Originally Posted by DrummerLiz
Can we finally relax a little now?? wink
Lovely to hear good news and wonderful to sense some relief.

Some may say it is time to document the meeting, thanking people for their time/interest and recounting your understanding of positives and agreements reached. Parents may wish to keep rather complete documentation at home, and decide what parts of it to share with the meeting attendees, keeping in mind that e-mails to schools may become open records, and information shared on public forums may be widely read.

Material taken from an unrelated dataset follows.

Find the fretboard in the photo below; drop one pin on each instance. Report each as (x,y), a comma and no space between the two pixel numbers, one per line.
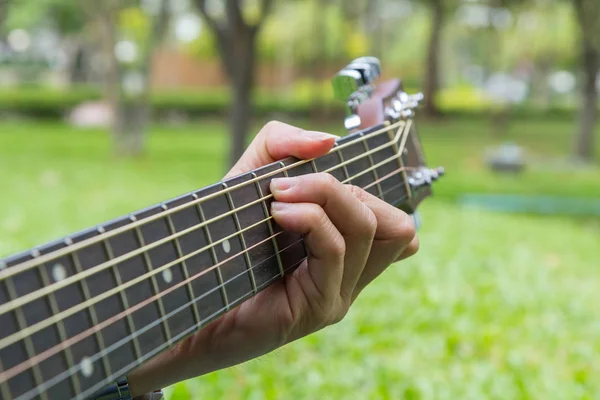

At some point parents may wish to ensure they have a solid understanding of what a school means by "differentiation" and "testing out if needed in math and reading for 1st grade". For example:
- Is differentiation a higher set of expectations for the child's performance and volume of output/productivity (differentiated task demands)?
- Is this a choice a child must make between working with the class or doing worksheets in isolation?
- Does differentiation include instruction in higher level material or is the child required to be entirely autodidactic?
- What level of mastery allows a child to test out, 90%, 95%, 100%? Knowing that each year most children are routinely promoted to the next grade with less than 100% mastery (as 76%-79% is often considering a "passing" grade) some families have successfully advocated for their gifted or high-achieving children to take the school's end-of-year tests early to be subject accelerated.

Here's an old post with a roundup of wry descriptions of gifted program/service buzzwords.

While things are going well, you may wish to study advocacy skills as they may come in handy in the future.